Question: I should have the data early next week to start loading. It’s looking like it will be about X gigs. Can you remind me how Disco handles de-duping? We’ve collected the email of a number of custodians and want to be sure to globally de-dup before the review begins. When de-duping happens, does Disco capture all the de-duped custodians in a field so when it comes time to produce we can provide that information to opposing counsel?


Answer:  Deduplication works as follows:

If an email/document comes in and it matches everything down to the byte level of the document including their attachments (i.e. identical "hash" value), DISCO will deduplicate those items into one document/email but will note in the metadata record the multiple instances.

During ingest, the custodian information actually doesn't affect deduplication, although we do capture multiple custodian information as metadata.

As you review, you may also view all custodians associated with a deduplicated document (e.g. all instances) within the document viewer or search results.

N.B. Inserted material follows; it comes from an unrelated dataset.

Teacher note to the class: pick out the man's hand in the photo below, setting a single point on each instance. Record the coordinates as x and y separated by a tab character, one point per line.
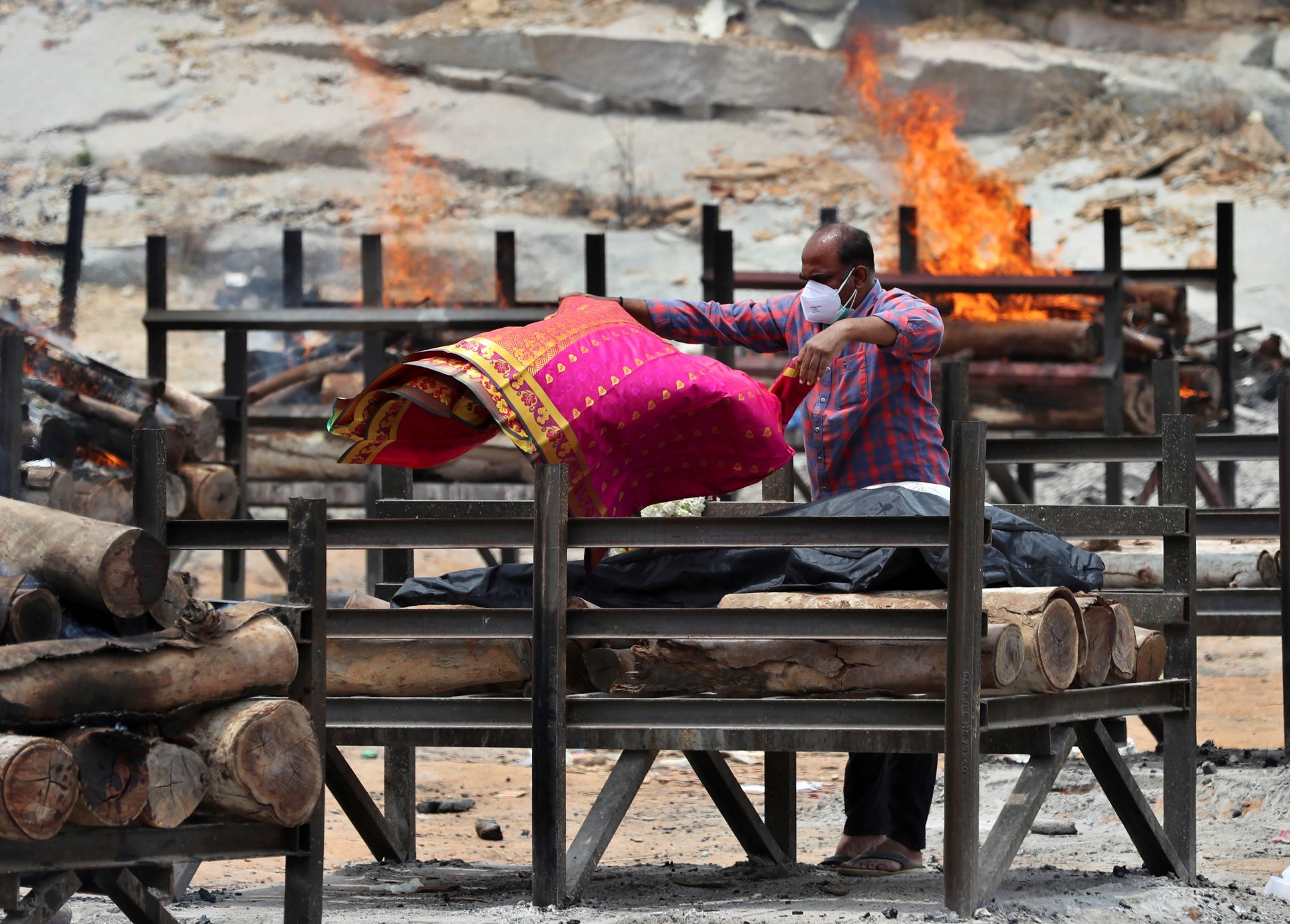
818	354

When producing, you are able to produce a single instance of a duplicate document, or more than one instance, depending on the deduplication level you chose during production. 

Therefore, if two identical attachments are on two different emails, both copies of the attachments are seen in DISCO (so you can review and tag them differently if necessary based on the different "parent" emails to which they are attached). These two identical attachments would not be considered as duplicates, because they would have a different "hash" value as a result of having two different "parent" emails.